You would want now to match the content of the email column against a standard email format and the postal column against a standard US zip code format. This will define the content, structure and quality of emails and zip codes and give a percentage of the data that match the standard formats and the data that does not match.

  1. In the Analyzed Columns view, click the icon next to email.

  2. In the [Pattern Selector] dialog box, expand Regex and browse to Email Address in the internet folder, and then click OK.

  3. Click the option icon next to the Email Address indicator and set 98.0 in the Lower threshold (%) field.

    If the number of the records that match the pattern is fewer than 98%, it will be written in red in the analysis results.

  4. Do the same to add to the postal column the US Zipcode Validation pattern from the address folder.
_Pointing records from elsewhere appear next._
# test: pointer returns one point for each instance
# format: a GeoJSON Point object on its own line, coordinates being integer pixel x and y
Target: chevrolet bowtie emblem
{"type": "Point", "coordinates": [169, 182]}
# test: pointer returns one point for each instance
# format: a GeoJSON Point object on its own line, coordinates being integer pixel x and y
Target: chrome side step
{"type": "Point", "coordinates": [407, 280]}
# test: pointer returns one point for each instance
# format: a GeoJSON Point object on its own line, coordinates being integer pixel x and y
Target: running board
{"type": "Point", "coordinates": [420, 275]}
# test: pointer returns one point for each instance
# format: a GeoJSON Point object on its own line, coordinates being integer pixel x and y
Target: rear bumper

    For further information on pattern types and their usage when analyzing data, see Talend Studio User Guide.

Executing the analysis and displaying the profiling results

  1. Save the column analysis in the analysis editor and then press F6 to execute it.

    A group of graphics is displayed in the Graphics panel to the right of the analysis editor showing the results of the column analysis including those for pattern matching.

  2. Click the Analysis Results tab at the bottom of the analysis editor to access a more detail result view.

    These results show the generated graphics for the analyzed columns accompanied with tables that detail the statistic and pattern matching results.

    The results for the email column look as the following:

    The pattern matching results show that about 10% of the email records do not match the standard email pattern. The simple statistic results show that about 8% of the email records are blank and that about 5% are duplicates. And the pattern frequency results give the number of most frequent records for each distinct pattern. This shows that the data is not consistent and you need to correct and cleans the email data before starting your campaign.

    The results for the postal column look as the following:

    The result sets for the postal column give the count of the records that match and those that do not match a standard US zip code format. The results sets also give the blank and duplicate counts and the number of most frequent records for each distinct pattern. These results show that the data is not very consistent.

    Then some percentage of the customers can not be contacted by either email or US mail service. These results show clearly that your data is not very consistent and that it needs to be corrected.

How to view analyzed data

After running the column analysis using the SQL engine and from the Analysis Results view of the analysis editor, you can right-click any of the rows/bars in the result tables/charts and access a view of the actual analyzed data. This could be very helpful to see invalid rows for example and start analyzing what needs to be done to clean such data.

To view and export the analyzed data, do the following:

  1. At the bottom of the analysis editor, click the Analysis Results tab to open a detailed view of the analysis results.

  2. Right-click the data row in the statistic results of the Email column and select View rows for example.

The Data Explorer perspective opens listing the invalid rows in the email column.